The two definitions of fun are related, though it took me decades to understand this. I have four brothers, and I love them all dearly, but they were boys once upon a time (often upon a time, including recently), and one in particular among them liked to tell his younger siblings scary stories. On at least one occasion, he also hid under my bed, reached out and grabbed my ankle, and darn near caused me to wet my pajamas as a result.
Fun for him maybe, not so fun for dear little me. I leapt into my bed from across the room for a long time after that.
And I slept with a light on well into adulthood. If the picture this creates is of a quivering mass of gelatinous protoplasm where a properly adjusted sense of a fun spook should be, then the image is accurate.

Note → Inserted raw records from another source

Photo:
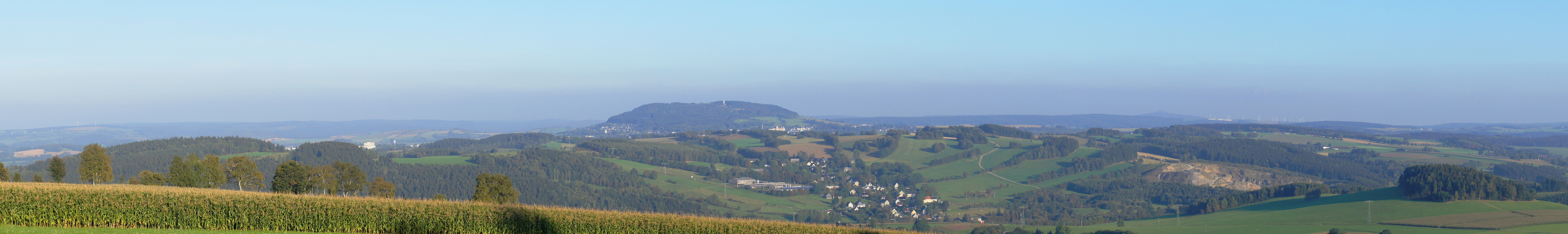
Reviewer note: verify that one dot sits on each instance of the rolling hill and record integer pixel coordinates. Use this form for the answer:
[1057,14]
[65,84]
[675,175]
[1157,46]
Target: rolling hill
[1072,122]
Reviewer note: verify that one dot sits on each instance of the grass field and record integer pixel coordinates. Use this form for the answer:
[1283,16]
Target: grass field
[51,230]
[915,153]
[154,206]
[1035,167]
[436,161]
[1349,209]
[557,145]
[1559,151]
[250,154]
[747,144]
[692,184]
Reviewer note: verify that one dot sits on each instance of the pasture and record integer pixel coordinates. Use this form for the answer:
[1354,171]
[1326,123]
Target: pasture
[1559,151]
[251,154]
[53,230]
[178,208]
[436,161]
[745,200]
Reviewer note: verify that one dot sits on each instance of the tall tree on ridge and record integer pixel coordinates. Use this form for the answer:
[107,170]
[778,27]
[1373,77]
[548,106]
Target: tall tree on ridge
[349,178]
[96,166]
[57,168]
[292,178]
[383,189]
[242,170]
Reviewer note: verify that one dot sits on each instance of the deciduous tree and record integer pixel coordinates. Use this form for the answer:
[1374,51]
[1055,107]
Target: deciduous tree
[292,178]
[383,189]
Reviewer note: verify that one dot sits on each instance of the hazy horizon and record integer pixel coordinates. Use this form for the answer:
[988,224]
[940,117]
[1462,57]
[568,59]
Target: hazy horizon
[1413,63]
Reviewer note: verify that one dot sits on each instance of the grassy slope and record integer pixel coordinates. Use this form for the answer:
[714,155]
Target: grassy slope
[745,200]
[1559,151]
[747,144]
[150,206]
[1343,209]
[51,230]
[1294,216]
[436,161]
[250,154]
[1035,167]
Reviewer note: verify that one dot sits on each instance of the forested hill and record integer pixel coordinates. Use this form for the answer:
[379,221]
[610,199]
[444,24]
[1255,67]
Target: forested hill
[700,117]
[1073,122]
[676,117]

The difficulty is my imagination. My imagination is fit and limber. The thing can bench press entire realities into oblivion, clock a mile in under three minutes, and hold its breath for eternities. When my imagination gets focused on the Wicked Witch of the West, she begins to look like a certain algebra teacher I had. Really, truly, not just for fun. When I hear the marching music for the winged monkeys, my insides start to quease, and I want to leave the room. I have to glance at the sky and hope I see nothing out of the ordinary. I KNOW better, but I don’t know as better as somebody whose imagination is a little more biddable than mine would know.
Is it any wonder, with an imagination like this—barely broke to ride—I choose to focus on the Regency period in my books? Two hundred years away, noted for its elegance and refinement, across the sea and without open warfare on British soil, it provides the perfect setting for a writer allergic to horror (and likely a perfect setting for horror, as well. We’re not going there, my friends.) There were real horrors, of course: People were hung at the age of nine for stealing spare change. They could also be put to death for falling in love with a person of the wrong gender. Syphilis was the AIDS of the day, veterans were treated like crap and the Consumer Protection Agency would not have known where to start.

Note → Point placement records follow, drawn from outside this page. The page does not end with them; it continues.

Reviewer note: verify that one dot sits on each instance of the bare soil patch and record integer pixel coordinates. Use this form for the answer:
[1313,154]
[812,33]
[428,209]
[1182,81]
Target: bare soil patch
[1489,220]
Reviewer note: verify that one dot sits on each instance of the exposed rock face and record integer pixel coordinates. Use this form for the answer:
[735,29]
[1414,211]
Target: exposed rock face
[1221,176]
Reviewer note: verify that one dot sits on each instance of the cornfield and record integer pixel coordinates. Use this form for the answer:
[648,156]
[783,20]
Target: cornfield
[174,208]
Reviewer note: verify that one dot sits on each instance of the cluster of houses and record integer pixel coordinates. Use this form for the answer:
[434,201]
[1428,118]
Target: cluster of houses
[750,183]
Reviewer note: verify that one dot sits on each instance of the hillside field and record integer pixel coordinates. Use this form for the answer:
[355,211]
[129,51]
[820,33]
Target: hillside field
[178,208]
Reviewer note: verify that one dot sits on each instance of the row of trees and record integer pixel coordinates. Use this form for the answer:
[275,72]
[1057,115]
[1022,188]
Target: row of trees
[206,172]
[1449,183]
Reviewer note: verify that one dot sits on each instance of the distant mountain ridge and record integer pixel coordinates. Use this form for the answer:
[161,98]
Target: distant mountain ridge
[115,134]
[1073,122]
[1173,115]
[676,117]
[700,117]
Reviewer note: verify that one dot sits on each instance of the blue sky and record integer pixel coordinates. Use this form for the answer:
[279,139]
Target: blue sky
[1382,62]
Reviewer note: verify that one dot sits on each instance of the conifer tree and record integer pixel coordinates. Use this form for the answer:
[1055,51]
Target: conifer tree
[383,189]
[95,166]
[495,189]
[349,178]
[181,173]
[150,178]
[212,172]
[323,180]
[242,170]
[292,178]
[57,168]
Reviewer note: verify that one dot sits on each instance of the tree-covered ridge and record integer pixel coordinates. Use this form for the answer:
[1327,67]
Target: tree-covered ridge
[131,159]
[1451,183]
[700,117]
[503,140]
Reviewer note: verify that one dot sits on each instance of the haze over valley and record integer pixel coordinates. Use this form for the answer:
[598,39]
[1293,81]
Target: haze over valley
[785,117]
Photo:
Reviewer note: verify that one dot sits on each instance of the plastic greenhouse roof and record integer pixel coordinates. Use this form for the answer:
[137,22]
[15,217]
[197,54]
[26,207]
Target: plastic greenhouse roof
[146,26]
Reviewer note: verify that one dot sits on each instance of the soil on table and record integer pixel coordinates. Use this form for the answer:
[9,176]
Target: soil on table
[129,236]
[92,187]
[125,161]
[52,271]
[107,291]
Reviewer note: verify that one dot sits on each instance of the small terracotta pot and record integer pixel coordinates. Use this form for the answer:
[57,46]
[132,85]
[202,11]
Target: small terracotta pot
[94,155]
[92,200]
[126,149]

But as a writer, I can regulate how far beneath the surface I take my readers in the name of entertainment. It’s like riding that barely broke horse in an arena with deep footing, padded walls and no roaring crowd. Yes, if I push the poor beast inordinately, I can probably provoke a rodeo. If I’m mindful, though, I can get a spirited, entertaining ride without injury to self, others, or horse.
What about you? Where do you draw the line between fun and too scary, or do you draw it at all?